# Need some advice about slingshot



## tastetickles (Jul 3, 2017)

Hey ladies and gentlemen, so I'm thinking of getting another slingshot after playing with the torque. However this time I wanna try TTF but still stay with using looped tubes, what slingshot fits these requirements ? I looked it up on internet but most of them are banded, some do mention they accept tubes but doesn't say whether it's TTF or OTF. I was watching the ocularis video from simpleshot and in the end looped tubes should be used with the aluminium version only. Are looped tubes only meant for OTF?

Ty


----------



## Cjw (Nov 1, 2012)

You can attach looped tubes ttf on the scout with the flip clips.

Sent from my iPhone using Tapatalk


----------



## tastetickles (Jul 3, 2017)

Cjw said:


> You can attach looped tubes ttf on the scout with the flip clips.
> 
> Sent from my iPhone using Tapatalk


Ty. I was looking at the scout on simpleshot website, does anyone know whether the limited color scout is gen 2 material?


----------



## Cjw (Nov 1, 2012)

I believe all the scouts are the gen 2 material now.

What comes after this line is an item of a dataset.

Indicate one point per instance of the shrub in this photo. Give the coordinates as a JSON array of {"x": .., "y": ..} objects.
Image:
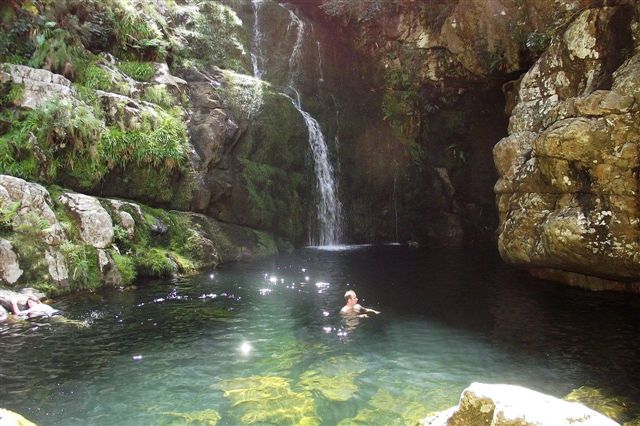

Sent from my iPhone using Tapatalk


----------



## Tag (Jun 11, 2014)

I'm not 100% if Pocket Predator is making these Lil Rangers, but if he is they are fit the n your hand love i.e. a glove.


----------



## Tag (Jun 11, 2014)

I'm not 100% if Pcket Predator is making these Lil Rangers, but he if is they are fit in your hand like a glove.


----------



## tastetickles (Jul 3, 2017)

Tag said:


> I'm not 100% if Pcket Predator is making these Lil Rangers, but he if is they are fit in your hand like a glove.


Thanks I'll look into that as well


----------



## Jolly Roger (Aug 14, 2017)

From what you've described I'll bet you will like the Alley Cat by Jack Koehler on eBay for $69. Shoots looped tubes or looped bands.


----------



## tastetickles (Jul 3, 2017)

Ordered a Scout and a Beanflip from Simpleshot. Been waiting 3 weeks for it to arrived, its killing me.


----------